In 2014, the Welsh Government awarded the project a £2m development grant while also underwriting a £7.35m bank loan to cover the company running the project’s debts.

Monmonth MP David Davis, whose constituency sits 30 miles away from the Ebbw Vale site where the Circuit of Wales is planned to be build, has called for a suspension on any further funding for the scheme until the Welsh Audit Office compiles an inquiry into evidence received from a whistle blower on the scheme.

It has been reported by BBC Wales that the evidence questions how public money was spent by the Heads of the Valleys Development Company led by former Bahrain International Circuit CEO Michael Carrick.

“I think they should say to Michael Carrick ‘it’s down to you if you have private investors out there willing to back the scheme, bring them forward let us know who they are’,” Davis told BBC Wales.

“At least £9m has gone into this scheme of public money and I think that it’s time they started to find out what’s happened to that money and not put any more money into it.”

The Welsh Government has stated it agreed to the £2m grant and £7.35m loan on its policies and can ask for the return of the loan but has not yet opted to do so.

The Welsh Audit Office examination brings up the latest hurdle to the project, after the Welsh Government rejected Carrick’s proposal that it underwrite a £350m deal with private investment from Avivia.

After the recent local elections Carrick asked new Infrastructure and Economy minister Ken Skates MP to underwrite 75% of the project but once again this was rejected, with the latest deal projected to see the government underwrite only half of the finance.
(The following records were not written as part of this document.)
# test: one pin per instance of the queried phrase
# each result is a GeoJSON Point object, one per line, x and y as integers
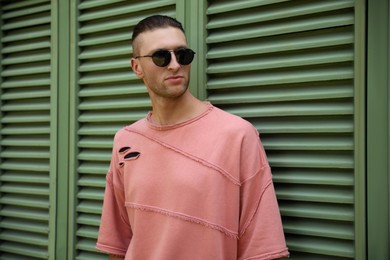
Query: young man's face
{"type": "Point", "coordinates": [162, 82]}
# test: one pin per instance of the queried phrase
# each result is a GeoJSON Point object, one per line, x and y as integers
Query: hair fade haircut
{"type": "Point", "coordinates": [154, 22]}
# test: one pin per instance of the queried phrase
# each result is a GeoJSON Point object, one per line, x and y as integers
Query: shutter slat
{"type": "Point", "coordinates": [326, 211]}
{"type": "Point", "coordinates": [19, 225]}
{"type": "Point", "coordinates": [284, 61]}
{"type": "Point", "coordinates": [317, 228]}
{"type": "Point", "coordinates": [282, 28]}
{"type": "Point", "coordinates": [24, 178]}
{"type": "Point", "coordinates": [22, 249]}
{"type": "Point", "coordinates": [281, 13]}
{"type": "Point", "coordinates": [20, 83]}
{"type": "Point", "coordinates": [314, 177]}
{"type": "Point", "coordinates": [310, 75]}
{"type": "Point", "coordinates": [330, 247]}
{"type": "Point", "coordinates": [288, 68]}
{"type": "Point", "coordinates": [24, 213]}
{"type": "Point", "coordinates": [278, 44]}
{"type": "Point", "coordinates": [116, 11]}
{"type": "Point", "coordinates": [31, 201]}
{"type": "Point", "coordinates": [27, 11]}
{"type": "Point", "coordinates": [26, 58]}
{"type": "Point", "coordinates": [223, 7]}
{"type": "Point", "coordinates": [25, 94]}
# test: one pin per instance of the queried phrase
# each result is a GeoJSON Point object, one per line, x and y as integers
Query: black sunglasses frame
{"type": "Point", "coordinates": [162, 57]}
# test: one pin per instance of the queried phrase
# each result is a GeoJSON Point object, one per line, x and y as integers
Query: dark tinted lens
{"type": "Point", "coordinates": [184, 56]}
{"type": "Point", "coordinates": [161, 58]}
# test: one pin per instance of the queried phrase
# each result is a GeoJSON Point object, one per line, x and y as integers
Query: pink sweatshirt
{"type": "Point", "coordinates": [201, 189]}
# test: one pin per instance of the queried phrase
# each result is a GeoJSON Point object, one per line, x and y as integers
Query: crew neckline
{"type": "Point", "coordinates": [159, 127]}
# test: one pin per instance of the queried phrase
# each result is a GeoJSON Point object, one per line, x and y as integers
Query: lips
{"type": "Point", "coordinates": [175, 79]}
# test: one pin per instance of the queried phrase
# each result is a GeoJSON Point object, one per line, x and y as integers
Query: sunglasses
{"type": "Point", "coordinates": [162, 58]}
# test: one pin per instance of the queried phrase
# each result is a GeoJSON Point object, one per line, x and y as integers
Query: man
{"type": "Point", "coordinates": [189, 181]}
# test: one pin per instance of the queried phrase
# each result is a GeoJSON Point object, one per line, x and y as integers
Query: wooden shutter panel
{"type": "Point", "coordinates": [110, 96]}
{"type": "Point", "coordinates": [288, 67]}
{"type": "Point", "coordinates": [25, 208]}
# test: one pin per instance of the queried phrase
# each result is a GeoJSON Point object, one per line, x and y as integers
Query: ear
{"type": "Point", "coordinates": [137, 68]}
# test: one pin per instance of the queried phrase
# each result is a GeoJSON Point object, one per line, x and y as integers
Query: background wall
{"type": "Point", "coordinates": [299, 71]}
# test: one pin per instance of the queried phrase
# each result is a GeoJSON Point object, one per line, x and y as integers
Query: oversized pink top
{"type": "Point", "coordinates": [201, 189]}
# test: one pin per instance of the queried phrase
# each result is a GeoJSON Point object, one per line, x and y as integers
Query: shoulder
{"type": "Point", "coordinates": [231, 122]}
{"type": "Point", "coordinates": [125, 132]}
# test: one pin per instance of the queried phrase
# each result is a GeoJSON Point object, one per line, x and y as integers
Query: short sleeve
{"type": "Point", "coordinates": [115, 231]}
{"type": "Point", "coordinates": [261, 233]}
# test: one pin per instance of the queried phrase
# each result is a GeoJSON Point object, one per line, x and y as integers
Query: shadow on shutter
{"type": "Point", "coordinates": [25, 130]}
{"type": "Point", "coordinates": [288, 67]}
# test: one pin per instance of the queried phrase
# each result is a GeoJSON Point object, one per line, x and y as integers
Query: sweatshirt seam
{"type": "Point", "coordinates": [254, 211]}
{"type": "Point", "coordinates": [190, 156]}
{"type": "Point", "coordinates": [255, 174]}
{"type": "Point", "coordinates": [183, 217]}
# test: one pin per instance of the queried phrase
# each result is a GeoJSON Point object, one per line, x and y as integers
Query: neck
{"type": "Point", "coordinates": [177, 110]}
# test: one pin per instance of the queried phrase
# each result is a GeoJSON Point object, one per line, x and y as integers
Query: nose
{"type": "Point", "coordinates": [173, 65]}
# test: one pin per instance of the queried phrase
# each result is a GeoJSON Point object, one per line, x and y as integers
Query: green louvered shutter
{"type": "Point", "coordinates": [288, 67]}
{"type": "Point", "coordinates": [110, 97]}
{"type": "Point", "coordinates": [26, 209]}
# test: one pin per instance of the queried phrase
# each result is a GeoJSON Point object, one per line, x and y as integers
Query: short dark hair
{"type": "Point", "coordinates": [155, 22]}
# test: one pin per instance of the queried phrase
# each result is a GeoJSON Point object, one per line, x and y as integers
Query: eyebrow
{"type": "Point", "coordinates": [159, 49]}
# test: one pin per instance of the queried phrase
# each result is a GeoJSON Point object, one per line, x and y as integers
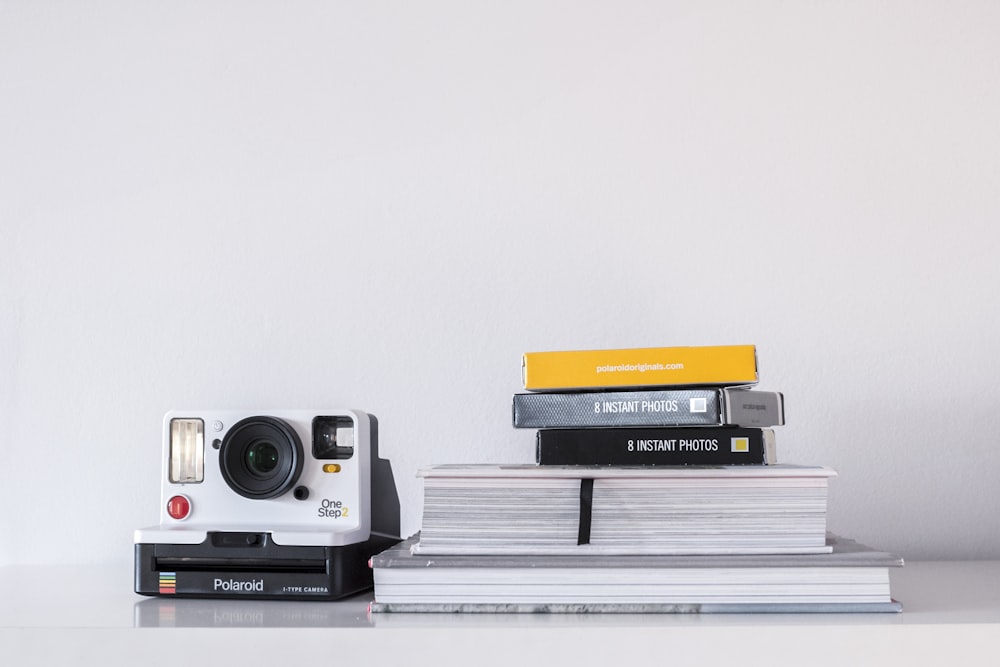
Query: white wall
{"type": "Point", "coordinates": [382, 205]}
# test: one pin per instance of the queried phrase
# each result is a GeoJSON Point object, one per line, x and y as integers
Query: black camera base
{"type": "Point", "coordinates": [248, 565]}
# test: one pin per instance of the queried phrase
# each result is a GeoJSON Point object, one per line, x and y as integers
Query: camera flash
{"type": "Point", "coordinates": [187, 451]}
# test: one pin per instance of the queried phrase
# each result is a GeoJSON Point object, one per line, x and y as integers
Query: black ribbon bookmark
{"type": "Point", "coordinates": [586, 507]}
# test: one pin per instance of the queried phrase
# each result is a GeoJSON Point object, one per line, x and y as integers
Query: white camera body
{"type": "Point", "coordinates": [266, 504]}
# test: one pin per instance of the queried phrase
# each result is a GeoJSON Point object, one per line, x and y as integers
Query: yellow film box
{"type": "Point", "coordinates": [640, 367]}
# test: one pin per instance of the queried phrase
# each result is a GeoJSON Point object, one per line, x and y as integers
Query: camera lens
{"type": "Point", "coordinates": [261, 457]}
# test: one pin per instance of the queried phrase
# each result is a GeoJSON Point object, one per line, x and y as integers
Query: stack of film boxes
{"type": "Point", "coordinates": [649, 406]}
{"type": "Point", "coordinates": [655, 489]}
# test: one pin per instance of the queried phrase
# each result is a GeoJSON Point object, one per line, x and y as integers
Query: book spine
{"type": "Point", "coordinates": [719, 365]}
{"type": "Point", "coordinates": [655, 446]}
{"type": "Point", "coordinates": [664, 407]}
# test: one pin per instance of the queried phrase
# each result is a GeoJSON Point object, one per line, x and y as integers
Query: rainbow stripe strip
{"type": "Point", "coordinates": [168, 583]}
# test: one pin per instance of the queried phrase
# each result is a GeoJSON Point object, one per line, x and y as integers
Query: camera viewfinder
{"type": "Point", "coordinates": [333, 437]}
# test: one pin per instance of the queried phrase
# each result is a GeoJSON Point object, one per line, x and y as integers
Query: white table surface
{"type": "Point", "coordinates": [90, 615]}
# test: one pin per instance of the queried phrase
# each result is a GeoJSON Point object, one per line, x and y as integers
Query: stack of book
{"type": "Point", "coordinates": [655, 488]}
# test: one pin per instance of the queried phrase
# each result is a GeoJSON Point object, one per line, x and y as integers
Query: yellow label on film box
{"type": "Point", "coordinates": [640, 367]}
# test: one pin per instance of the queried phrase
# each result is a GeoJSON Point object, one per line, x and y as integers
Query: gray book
{"type": "Point", "coordinates": [850, 578]}
{"type": "Point", "coordinates": [712, 406]}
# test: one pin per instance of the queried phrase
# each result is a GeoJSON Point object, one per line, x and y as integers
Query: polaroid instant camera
{"type": "Point", "coordinates": [284, 504]}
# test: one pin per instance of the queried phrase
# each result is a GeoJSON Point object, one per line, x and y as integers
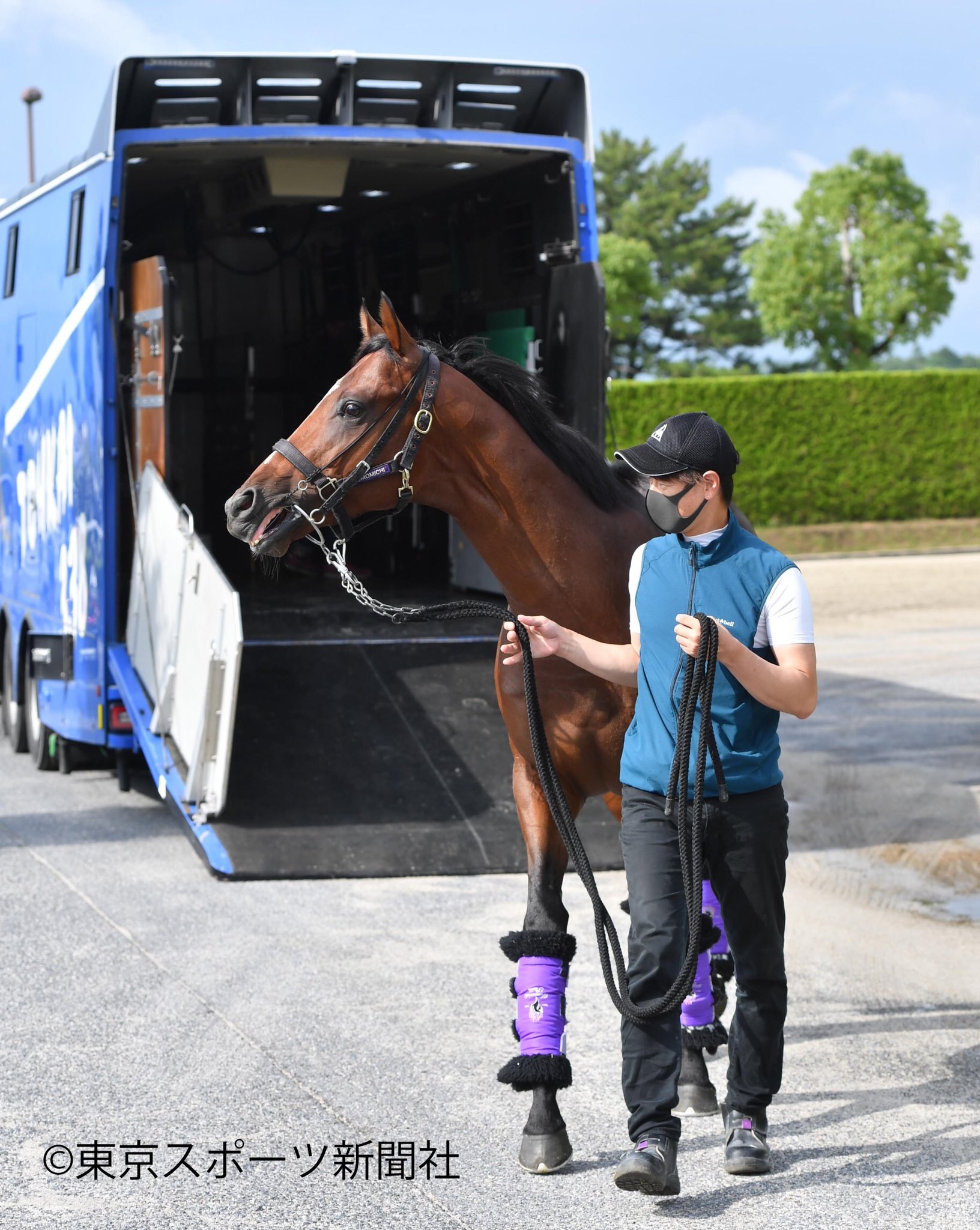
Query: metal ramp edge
{"type": "Point", "coordinates": [169, 783]}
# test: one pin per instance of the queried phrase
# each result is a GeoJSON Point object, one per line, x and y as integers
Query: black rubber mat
{"type": "Point", "coordinates": [369, 758]}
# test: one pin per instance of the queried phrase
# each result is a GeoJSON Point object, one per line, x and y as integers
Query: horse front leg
{"type": "Point", "coordinates": [543, 951]}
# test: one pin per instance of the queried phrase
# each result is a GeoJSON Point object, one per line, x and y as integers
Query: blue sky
{"type": "Point", "coordinates": [766, 89]}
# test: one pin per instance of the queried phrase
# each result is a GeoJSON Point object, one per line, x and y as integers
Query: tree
{"type": "Point", "coordinates": [692, 301]}
{"type": "Point", "coordinates": [865, 267]}
{"type": "Point", "coordinates": [915, 362]}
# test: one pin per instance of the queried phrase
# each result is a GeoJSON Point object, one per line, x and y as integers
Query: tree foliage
{"type": "Point", "coordinates": [862, 270]}
{"type": "Point", "coordinates": [676, 282]}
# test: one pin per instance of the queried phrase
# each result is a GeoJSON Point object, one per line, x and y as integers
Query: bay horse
{"type": "Point", "coordinates": [556, 524]}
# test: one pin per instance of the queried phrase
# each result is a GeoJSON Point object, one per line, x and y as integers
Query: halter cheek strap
{"type": "Point", "coordinates": [332, 491]}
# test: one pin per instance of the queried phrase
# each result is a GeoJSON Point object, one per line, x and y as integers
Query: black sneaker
{"type": "Point", "coordinates": [651, 1168]}
{"type": "Point", "coordinates": [745, 1149]}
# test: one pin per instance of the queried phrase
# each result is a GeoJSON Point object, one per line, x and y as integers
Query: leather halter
{"type": "Point", "coordinates": [332, 491]}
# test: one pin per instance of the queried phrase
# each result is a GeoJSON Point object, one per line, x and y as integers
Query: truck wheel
{"type": "Point", "coordinates": [15, 721]}
{"type": "Point", "coordinates": [42, 744]}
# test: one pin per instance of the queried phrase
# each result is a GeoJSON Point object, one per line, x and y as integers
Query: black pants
{"type": "Point", "coordinates": [745, 855]}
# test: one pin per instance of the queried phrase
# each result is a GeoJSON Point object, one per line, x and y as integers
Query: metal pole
{"type": "Point", "coordinates": [30, 97]}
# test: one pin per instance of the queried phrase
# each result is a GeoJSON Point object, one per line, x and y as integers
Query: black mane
{"type": "Point", "coordinates": [523, 395]}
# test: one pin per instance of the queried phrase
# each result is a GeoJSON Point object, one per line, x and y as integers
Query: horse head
{"type": "Point", "coordinates": [337, 434]}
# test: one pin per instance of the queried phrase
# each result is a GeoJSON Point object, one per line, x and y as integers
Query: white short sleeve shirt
{"type": "Point", "coordinates": [787, 611]}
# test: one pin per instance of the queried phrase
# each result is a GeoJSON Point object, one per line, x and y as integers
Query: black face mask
{"type": "Point", "coordinates": [663, 510]}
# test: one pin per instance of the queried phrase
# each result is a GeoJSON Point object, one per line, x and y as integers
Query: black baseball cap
{"type": "Point", "coordinates": [684, 442]}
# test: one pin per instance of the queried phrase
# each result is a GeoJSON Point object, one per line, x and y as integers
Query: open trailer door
{"type": "Point", "coordinates": [149, 321]}
{"type": "Point", "coordinates": [178, 671]}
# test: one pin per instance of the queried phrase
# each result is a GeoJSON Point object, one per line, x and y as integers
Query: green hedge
{"type": "Point", "coordinates": [870, 446]}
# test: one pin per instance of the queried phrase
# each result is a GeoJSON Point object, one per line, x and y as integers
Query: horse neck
{"type": "Point", "coordinates": [552, 550]}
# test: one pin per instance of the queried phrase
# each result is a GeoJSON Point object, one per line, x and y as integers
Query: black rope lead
{"type": "Point", "coordinates": [699, 684]}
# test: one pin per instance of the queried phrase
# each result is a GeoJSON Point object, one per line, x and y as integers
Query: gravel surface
{"type": "Point", "coordinates": [144, 1001]}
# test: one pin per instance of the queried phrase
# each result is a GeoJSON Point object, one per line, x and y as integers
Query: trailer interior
{"type": "Point", "coordinates": [268, 250]}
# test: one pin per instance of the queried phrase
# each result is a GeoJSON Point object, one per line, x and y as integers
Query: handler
{"type": "Point", "coordinates": [766, 665]}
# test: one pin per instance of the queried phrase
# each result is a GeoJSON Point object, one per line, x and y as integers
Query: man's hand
{"type": "Point", "coordinates": [545, 636]}
{"type": "Point", "coordinates": [688, 632]}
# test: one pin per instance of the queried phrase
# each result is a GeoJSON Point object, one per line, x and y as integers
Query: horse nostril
{"type": "Point", "coordinates": [240, 502]}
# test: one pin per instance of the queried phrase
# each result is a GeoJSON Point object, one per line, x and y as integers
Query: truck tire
{"type": "Point", "coordinates": [42, 744]}
{"type": "Point", "coordinates": [14, 718]}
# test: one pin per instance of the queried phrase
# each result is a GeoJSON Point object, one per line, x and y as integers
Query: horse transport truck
{"type": "Point", "coordinates": [174, 301]}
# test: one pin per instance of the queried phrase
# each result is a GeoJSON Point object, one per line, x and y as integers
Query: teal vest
{"type": "Point", "coordinates": [730, 580]}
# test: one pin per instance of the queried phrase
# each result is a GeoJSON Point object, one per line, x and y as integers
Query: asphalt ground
{"type": "Point", "coordinates": [144, 1001]}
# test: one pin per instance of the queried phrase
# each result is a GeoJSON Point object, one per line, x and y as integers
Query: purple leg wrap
{"type": "Point", "coordinates": [543, 961]}
{"type": "Point", "coordinates": [540, 992]}
{"type": "Point", "coordinates": [699, 1009]}
{"type": "Point", "coordinates": [712, 907]}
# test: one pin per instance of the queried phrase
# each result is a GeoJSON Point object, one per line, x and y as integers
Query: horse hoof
{"type": "Point", "coordinates": [544, 1154]}
{"type": "Point", "coordinates": [695, 1091]}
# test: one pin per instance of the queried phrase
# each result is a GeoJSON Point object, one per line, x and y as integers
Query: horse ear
{"type": "Point", "coordinates": [369, 326]}
{"type": "Point", "coordinates": [398, 335]}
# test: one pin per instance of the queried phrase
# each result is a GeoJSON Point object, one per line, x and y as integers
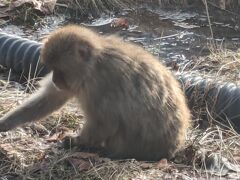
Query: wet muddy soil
{"type": "Point", "coordinates": [173, 35]}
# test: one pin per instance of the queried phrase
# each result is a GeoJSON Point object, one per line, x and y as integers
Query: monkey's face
{"type": "Point", "coordinates": [70, 65]}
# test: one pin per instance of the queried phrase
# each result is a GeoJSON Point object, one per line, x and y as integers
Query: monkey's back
{"type": "Point", "coordinates": [136, 94]}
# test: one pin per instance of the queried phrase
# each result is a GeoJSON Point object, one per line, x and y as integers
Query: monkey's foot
{"type": "Point", "coordinates": [75, 142]}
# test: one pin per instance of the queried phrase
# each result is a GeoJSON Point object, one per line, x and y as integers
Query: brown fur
{"type": "Point", "coordinates": [133, 105]}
In October, it was announced merchant bank Kleinwort Benson in London is set to stack up £100m worth of private investment for the Circuit of Wales and was described as ‘the final piece of private funding required’.

The venture secured a five-year deal with Dorna to host the British MotoGP which began last year and had originally hoped to move the event to Ebbw Vale in 2017. After interruptions in confirming financial backing MotoGP has been delayed by 12 months, with the Welsh circuit expected to take over hosting duties in 2018.

Silverstone has hosted the first two years of the British MotoGP contract the Circuit of Wales holds and will be called upon for the 2017 race.